Emotional Distress Arising From Medical Malpractice
All hospitals and physicians in Virginia have a duty to provide an accepted standard of medical care to their patients. When they fail to provide acceptable care and a patient suffers further harm, victims can hold their doctors and hospitals accountable for their injuries and any non-economic damages the event caused. Any number of medical errors or negligent care can cause you physical injury along with emotional distress.
Some of the most common scenarios include:
- Surgical errors. Sometimes, surgeons or their staff do not properly sterilize surgical instruments or leave foreign objects inside the patient during surgery. Surgical errors also include wrong-site/wrong-procedure mistakes and more.
- Anesthesiologist errors. An anesthesiologist may administer too much medication or not enough. They may also fail to consider a patient’s drug allergies or possible adverse interactions between medications.
- Delayed or misdiagnoses. Doctors may fail to provide the correct diagnosis or not diagnosis a condition in a timely manner, or they may reach an incorrect diagnosis because of their negligence.
- Medication errors. Doctors may prescribe the wrong medication, and nurses and pharmacists may dispense or deliver the wrong one. Adverse interactions between drugs are also common.
Another common form of medical malpractice that can also cause emotional distress is birth injuries. Physicians can harm newborns through risky birth interventions, such as the use of vacuum extractors or forceps, or by not ordering an emergency C-section in a potentially harmful vaginal delivery, for instance.
Related to this, mothers and babies can experience distress and serious complications during labor and delivery if not closely monitored. Birth injuries can cause cerebral palsy and other debilitating conditions in the child, which can create severe emotional distress in the mother.
Building a Case for Emotional Distress in Virginia
Like with any tortious claim where you are seeking damages, you must work with an experienced personal injury attorney to help you build the strongest case.
When pursuing emotional distress in your claim for physical injury, your attorney will work to establish a link between your injury and your emotional distress by providing:
- Documentation of your physical injuries and any related symptoms you are experiencing, such as headaches, cognitive impairment, depression, and anxiety.
- How long you have been experiencing emotional distress symptoms.
- The severity of the initial incident that caused you emotional distress.
- Medical reports from your doctors and psychiatrists that detail a credible link between the incident and your emotional distress.

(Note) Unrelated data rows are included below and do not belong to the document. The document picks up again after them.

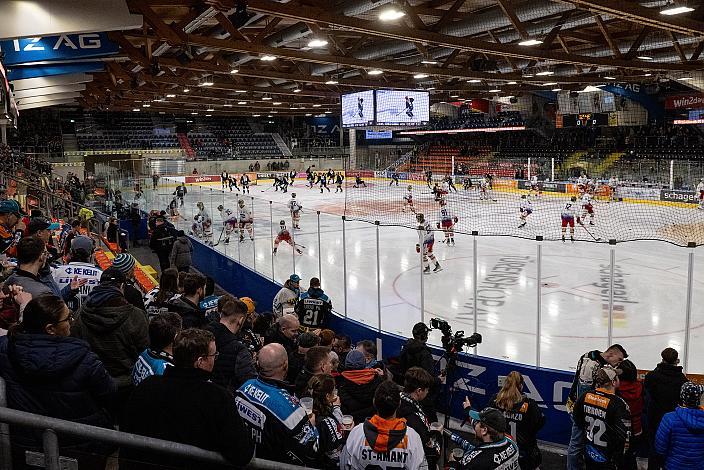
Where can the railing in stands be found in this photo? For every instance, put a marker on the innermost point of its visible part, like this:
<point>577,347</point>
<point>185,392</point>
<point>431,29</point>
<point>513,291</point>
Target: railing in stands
<point>51,427</point>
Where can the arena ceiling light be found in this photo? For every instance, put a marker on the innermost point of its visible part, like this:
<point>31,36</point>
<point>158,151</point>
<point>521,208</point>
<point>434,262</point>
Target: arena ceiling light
<point>314,43</point>
<point>391,14</point>
<point>673,9</point>
<point>530,42</point>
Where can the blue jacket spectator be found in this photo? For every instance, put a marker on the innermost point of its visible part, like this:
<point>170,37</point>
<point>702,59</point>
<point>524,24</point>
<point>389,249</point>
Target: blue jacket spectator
<point>680,437</point>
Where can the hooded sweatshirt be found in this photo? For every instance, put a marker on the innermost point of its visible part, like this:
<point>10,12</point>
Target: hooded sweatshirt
<point>383,443</point>
<point>680,439</point>
<point>116,330</point>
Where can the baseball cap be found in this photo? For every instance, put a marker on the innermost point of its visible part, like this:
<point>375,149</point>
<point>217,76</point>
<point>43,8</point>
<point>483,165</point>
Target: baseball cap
<point>112,275</point>
<point>41,223</point>
<point>82,242</point>
<point>691,394</point>
<point>9,206</point>
<point>355,360</point>
<point>490,417</point>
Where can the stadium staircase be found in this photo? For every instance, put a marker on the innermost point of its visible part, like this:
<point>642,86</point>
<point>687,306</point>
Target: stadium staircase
<point>186,145</point>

- Testimony from friends, family members, and co-workers who can attest to your suffering and the impact the incident had on your personality and productivity.
Your attorney may also include other pertinent evidence and information to help you build a strong claim, but you will need to act quickly to pursue compensation. Virginia allows you only two years from the incident to file a medical malpractice lawsuit in court, so you need to consult an experienced Virginia personal injury attorney immediately to get started.
However, the statute of limitations for children has different requirements, so consult an attorney right away if your child suffered an injury and emotional distress from their healthcare provider.